The government has extended the financial guarantee to researchers applying for funding from Horizon Europe once more, even as it calls for ideas for the next research and innovation ‘moonshots’ that could be delivered via the UK’s proposed Horizon alternative.
It’s the fifth time the safety net has been extended since it was set up in late 2021, enabling successful applicants to the EU’s framework programme to receive their grant from funder UKRI while the government negotiates association. In a call with EU president Ursula von der Leyen earlier this week, the prime minister Rishi Sunak said he hoped to see progress soon.
Swift association had been expected after the post-Brexit trade dispute over Northern Ireland was resolved in February, especially as technical details had already been agreed as part of the UK’s withdrawal. Since then, however, there has been a changing cast of negotiators: the EU’s research commissioner resigned last month to become Bulgaria’s prime minister, while cover has been arranged for science secretary Michelle Donelan while she is on maternity leave. The government won’t disclose whether the new science secretary, Chloe Smith, has met her EU counterparts since, but said discussions are live.
Pay to play
As in 2020, the price tag for association is a major issue. A government spokesperson said ‘our participation must be fair for UK researchers, businesses and taxpayers and reflect the lasting impact of two years of EU delays to the UK’s association’.
The EU has agreed that the UK should not pay for the years of Horizon that it has missed, but the government ‘has been arguing that the value to the UK of participating in Horizon is lower than it would have been if we’d had full participation right from the start’, says Kieron Flanagan, professor of science and technology policy at the University of Manchester. ‘It seems to be that they want a complete reset – a new set of terms.’
‘They don’t get why the UK can’t spend the money directly and have equal or better impact,’ he adds. ‘They just can’t conceive of the value in projects themselves. The value comes from the activity – the scientists that are funded, the networks that are built.’
The payment mechanism for the UK is based on its GDP as a share of EU GDP, with a top up if researchers are more successful than anticipated. But there’s no mechanism to reduce the UK’s contribution if researchers win a lower share of funding. Other newly associated countries such as Israel, and Bosnia and Herzegovina do have an annual corrective mechanism that works both ways.
’We will have to pay in more than we get out in all likelihood. But it’s a question of trying to ensure that there’s some protection against that being enormous,’ suggests Peter Mason, who leads on European engagement at Universities UK. However, ‘we can’t look at the current level of participation and assume that’s the baseline – that’s where we are after all these years of uncertainty. So that’s an argument that we’re making to government as well.’
David Eggleton, a lecturer in project management at the Science Policy Research Unit at Sussex University, adds that ‘there are concerns from the [European] Commission, that the UK may just cherry pick the bits of Horizon Europe it wants to be associated with, that it does really well in and then not be associated with those it does not do so well in, so the UK gets the maximum proverbial bang for its buck.’

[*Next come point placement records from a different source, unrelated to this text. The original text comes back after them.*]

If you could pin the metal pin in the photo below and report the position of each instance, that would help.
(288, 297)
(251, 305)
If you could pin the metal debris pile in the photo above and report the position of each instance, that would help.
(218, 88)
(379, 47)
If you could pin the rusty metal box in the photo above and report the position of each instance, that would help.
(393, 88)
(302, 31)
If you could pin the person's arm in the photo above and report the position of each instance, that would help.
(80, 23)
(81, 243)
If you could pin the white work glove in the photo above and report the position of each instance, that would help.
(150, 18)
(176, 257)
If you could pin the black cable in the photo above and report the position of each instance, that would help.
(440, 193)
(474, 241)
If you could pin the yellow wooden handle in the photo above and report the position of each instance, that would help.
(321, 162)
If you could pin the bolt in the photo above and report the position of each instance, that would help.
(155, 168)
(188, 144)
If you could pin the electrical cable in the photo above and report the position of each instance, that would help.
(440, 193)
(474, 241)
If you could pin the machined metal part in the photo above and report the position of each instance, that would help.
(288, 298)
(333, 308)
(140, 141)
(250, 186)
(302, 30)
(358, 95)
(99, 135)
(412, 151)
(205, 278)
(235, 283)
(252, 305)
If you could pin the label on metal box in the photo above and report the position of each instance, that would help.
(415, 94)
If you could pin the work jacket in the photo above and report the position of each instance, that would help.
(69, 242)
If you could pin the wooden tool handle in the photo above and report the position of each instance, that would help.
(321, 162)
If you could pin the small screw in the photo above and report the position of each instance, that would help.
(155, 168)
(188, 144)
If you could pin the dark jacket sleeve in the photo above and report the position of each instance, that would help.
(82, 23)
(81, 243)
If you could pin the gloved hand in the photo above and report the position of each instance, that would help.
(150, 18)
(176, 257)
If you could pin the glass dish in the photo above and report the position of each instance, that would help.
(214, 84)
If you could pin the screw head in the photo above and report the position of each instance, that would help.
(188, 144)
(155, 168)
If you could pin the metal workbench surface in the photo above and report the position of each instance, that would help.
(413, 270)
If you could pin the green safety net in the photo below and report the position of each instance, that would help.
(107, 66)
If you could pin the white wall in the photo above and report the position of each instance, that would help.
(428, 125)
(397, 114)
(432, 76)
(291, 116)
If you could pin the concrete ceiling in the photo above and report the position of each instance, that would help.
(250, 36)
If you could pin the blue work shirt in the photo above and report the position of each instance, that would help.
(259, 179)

Aside from money, it’s a ‘power issue’ suggests Kurt Deketelaere, secretary-general of the League of European Research Universities. ‘The UK government wants to show, for its universities and citizens, that they have made the best deal and forced the [commission] to make some concessions,’ he says, calling for pragmatism from both sides.
‘Chilling effect’
Since the safety net for researchers was put in place, the government has committed over £1.1 billion to cover almost 1600 collaborations, alongside more than 700 grants to researchers who successfully applied for awards from the European Research Council or Marie Skłodowska-Curie Actions. However, the Treasury has also clawed back £1.6 billion of the almost £7 billion set aside for the first four years of Horizon Europe at the autumn spending review in 2021.
While the UK is still winning projects, there’s no doubt continuing uncertainty has led to a drop-off in participation with leading universities so far securing just a fraction of the funding they were awarded under Horizon 2020. Applications for European Research Council grants have also fallen, from 1314 in 2018 to 918 in 2022. Researchers say there’s anecdotal evidence that EU institutions are being advised not to include British partners. That’s already ‘having a chilling effect’, says Eggleton. For early career researchers ‘it all feels deeply, deeply uncertain’.
He speculates that – just as in the case of Switzerland, which is not yet associated – UK participation is being tied to wider relationship issues. ‘Perhaps the commission and council would like to see that improved working relationships start to bear fruit before they start giving the UK some of these benefits of association.’
However, does a crunch point come for association, with Horizon now in its third year? Deketelaere believes the UK ‘must certainly be on board for the second half of the programme’. ‘It’s tricky,’ says Mason. ‘The question is, how do we give scientists certainty? We want the association, but we also want certainty. Ideally, we [will] find a compromise with the EU which works for both sides, and that’s through association. But I don’t think anyone wants to be in this position in six months’ time, where we’re still going through this [seemingly] interminable negotiation process.’